Controller 1105 can function as detailed previously, so a detailed treatment is omitted. Briefly, an error-correction encoder 1125 encodes 64 bits of write data WData and passes the resultant 72-bit encoded data to an XOR gate 1130, which combines the encoded data with 72-bit pad values Pad[71:0] from a pad generator 1135 to send encrypted data DQ[71:0] to memories 1110; a pad generator 1140, XOR gate 1145, and error-correction decoder 1150 work similarly to recover read data RData from encrypted data DQ[71:0] read from memories 1110.
Each memory 1110 has a data width of eight, and is connected to controller 1105 via a respective eight-bit subset of the 72 links DQ[71:0] to controller 1105. The detailed memory labeled “Memory ,” for example, is connected to data links DQ[15:8], and thus communicates eight of seventy-two data bits for each memory transaction. To support secure write transactions, memory 1110 includes a 72-bit pad generator 1135 that issues the same pad-value sequence as generator 1135, but offset in time to accommodate the delay between encryption and decryption. A multiplexer 1155 selects eight bits Pad[15:8] from pad generator 1135 that are bit aligned with the incoming data DQ[15:8]. A register 1160 is initialized to specify the correct subset of pad bits, and also controls a demultiplexer 1165 to convert whatever data width is presented to core 1170 to thirty-two bits. In the read direction, a multiplexer 1175 converts the thirty-two bit data from core 1170 to eight-bit data, and an XOR gate combines this data with eight bits Pad[15:8] from a seventy-two bit pad value from a generator 1185. Multiplexer 1175 and the subset of pad values Pad[15:8] employed for this encryption is determined by the contents of register 1160.
Each register 1160 is set during system initialization so that its stored value reflects a specific subset of data links DQ[71:0]. In the depicted configuration, each of memories 1110 is a memory module or integrated-circuit (IC) die that communicates eight-bit data via a respective eight-bit subset of links DQ[71:0]. System 1100 is easily configured to accommodate more or fewer memories. To double the available memory resources, for example, system 1100 can be configured to include eighteen memories 1110, each configured to communicate four-bit data via a respective one of sixteen subsets of links DQ[71:0]. With reference to memory Memory, assume for example that the memory is connected to data links DQ[15:12] to communicate four bits rather than eight. To achieve this relatively narrow configuration, register 1160 may be programmed such that multiplexers 1155 and 1180 select pad bits Pad[15:12], and demultiplexer 1165 and multiplexer 1175 perform the requisite conversions between four and thirty-two bits. This configuration on the memory side need not affect controller 1105.
The error-correction circuitry of system 1100 extends the write and read data from sixty-four bits to seventy two. Similar embodiments without error correction, and the concomitant data-width increase, provide the same amount of storage using e.g. eight eight-bit memories or sixteen four-bit memories serving a sixty-four bit data channel.
FIG. 12 depicts another embodiment of a memory system 1200 that secures read and write data while accommodating memories of different data widths. This embodiment includes a memory controller 1205 with sixteen variable-width security circuits 1210[15:0] for communicating with up to sixteen memories 1215. In particular, system 1200 can be configured to communicate with two thirty-two-bit memories, four sixteen-bit memories, eight eight-bit memories, or sixteen four-bit memories.
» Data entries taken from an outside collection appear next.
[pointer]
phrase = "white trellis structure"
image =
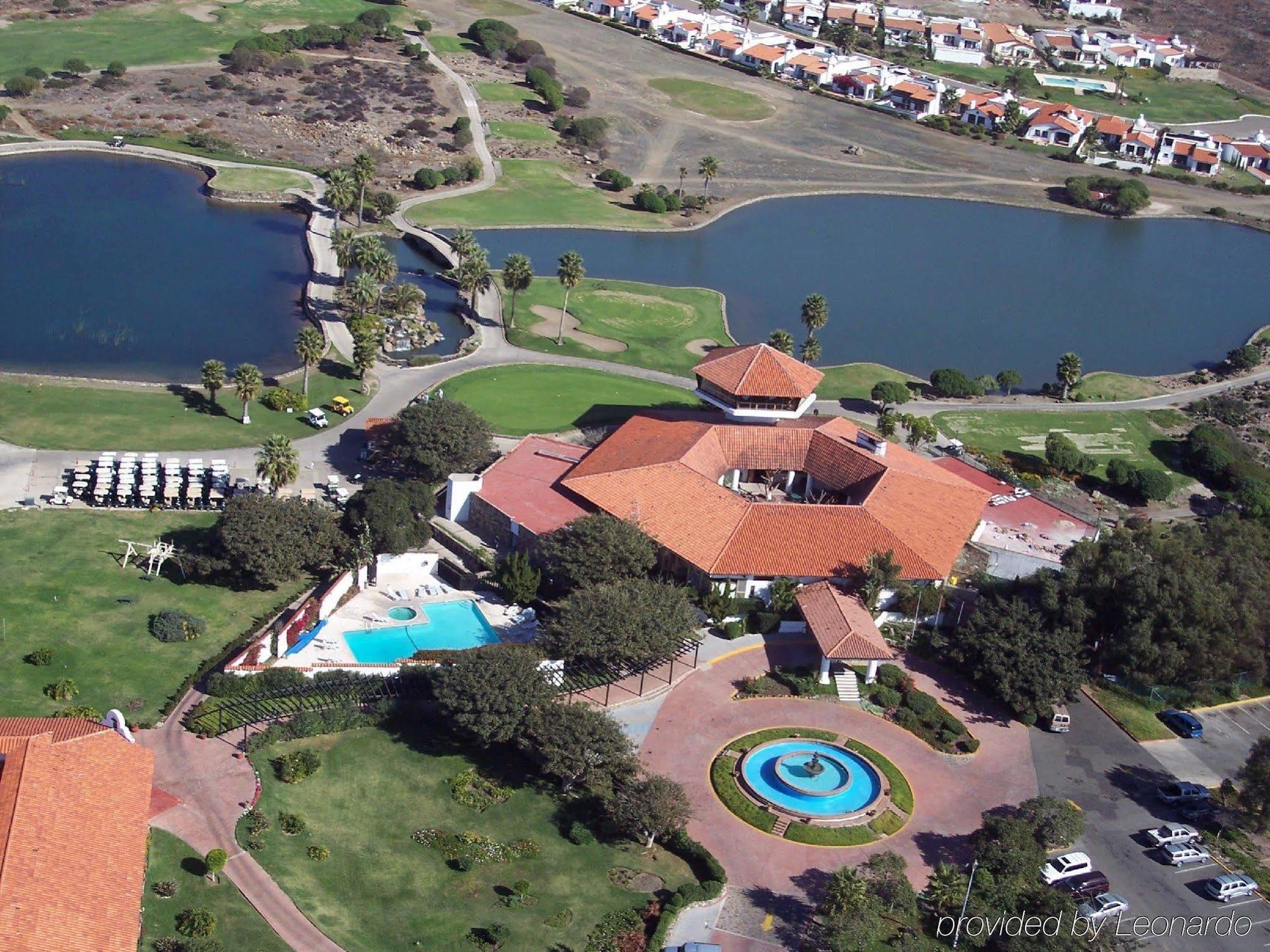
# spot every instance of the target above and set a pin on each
(154, 553)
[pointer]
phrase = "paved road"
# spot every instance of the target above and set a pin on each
(1113, 780)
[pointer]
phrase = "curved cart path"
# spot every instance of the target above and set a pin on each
(951, 793)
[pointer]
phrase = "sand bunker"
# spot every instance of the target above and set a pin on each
(551, 326)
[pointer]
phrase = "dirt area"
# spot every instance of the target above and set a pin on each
(319, 116)
(549, 327)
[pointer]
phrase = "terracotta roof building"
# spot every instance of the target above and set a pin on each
(728, 501)
(756, 383)
(74, 808)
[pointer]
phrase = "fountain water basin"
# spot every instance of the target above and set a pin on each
(811, 779)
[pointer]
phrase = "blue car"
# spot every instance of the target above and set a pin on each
(1186, 724)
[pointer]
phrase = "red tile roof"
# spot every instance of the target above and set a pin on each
(74, 805)
(526, 484)
(758, 370)
(841, 625)
(664, 473)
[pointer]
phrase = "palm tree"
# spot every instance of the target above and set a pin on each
(345, 246)
(708, 169)
(364, 175)
(518, 277)
(783, 341)
(816, 314)
(947, 888)
(811, 351)
(277, 463)
(214, 378)
(341, 192)
(1069, 371)
(311, 346)
(474, 276)
(571, 275)
(247, 387)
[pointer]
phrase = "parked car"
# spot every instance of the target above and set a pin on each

The memories can be of fixed data widths, but this embodiment is shown to include width-configurable memories 1215. Encryption and decryption circuitry is only depicted for the write direction: read circuitry is essentially the same.
Controller 1205 conveys error-corrected write data Wdata-64 to a configurable interconnect 1220 that distributes the write data to security circuits 1210 based on the contents of a programming register 1225. Depending upon the width setting, interconnect 1220 can direct four bits to each of sixteen security circuits 1212, eight bits each to half of security circuits 1212, or sixteen bits each of four of security circuits 1212. The contents of register 1225 also configures a second configurable interconnect 1230 to make the same width selections at the outputs of security circuits 1210. In the depicted example controller 1205 is configured such that eight security circuits 1210[7:0] are each configured to receive and deliver eight-bits of write data to respective memories 1215[7:0] on respective data channels, and each memory device is configured to support a data width of eight bits. The eight remaining security circuits 1210[15:8] on controller 1205 are disabled to save power, but are available for configurations that support more memory channels. Data busses that support variable data widths are labeled “4/8/16/32,” with the “8” underlined to indicate the depicted configuration.
Each memory 1215 has a security circuit 1210 that is width configured and synchronized to communicate with a corresponding security circuit 1210 on controller 1205. In this configuration, for example, security circuits 1210 and 1210 of controller 1205 are synchronized with security circuits 1210 of memories 1215 and 1215, respectively. A register in each memory, similar to register 1160 of FIG. 11, is initialized to set the widths of security circuits 1210 and the serialization/deserialization of the demultiplexer and multiplexer within core 1170.
FIG. 13 depicts a variable-width cryptography circuit 1300 that may be used for security circuits 1210[15:0] in controller 1205 and memories 1215[7:0] of FIG. 12. Circuit 1300 supports data widths of four, eight, sixteen, and thirty-two bits. Settings for these width configurations are summarized in a table 1305.
Cryptography circuit 1300 includes pad-generation circuitry 1310, an adjustable multiplexer 1313, a clock divider 1315, a counter 1320, and a width-selection register 1325 that collectively form a link-pad generator to issue a sequence of pad values LPAD. Depending upon the configuration, the pad-value width can be four, eight, sixteen, or thirty-two bits. Cryptography circuit 1300 additionally includes a cipher circuit 1330, an XOR gate in this example, connected to input port In[4/8/16/32] and to the output from the link-pad generator to combine incoming text (e.g. plaintext data or pre-encrypted data) with pad values LPAD to produce ciphertext. Width-selection register 1325 is loaded via a width-selection port W to configure the width of circuit 1300. Register 1325 is part of cryptography circuit 1300, but can be external with its contents shared among multiple cryptography circuits in the manner of register 1225 in FIG. 12.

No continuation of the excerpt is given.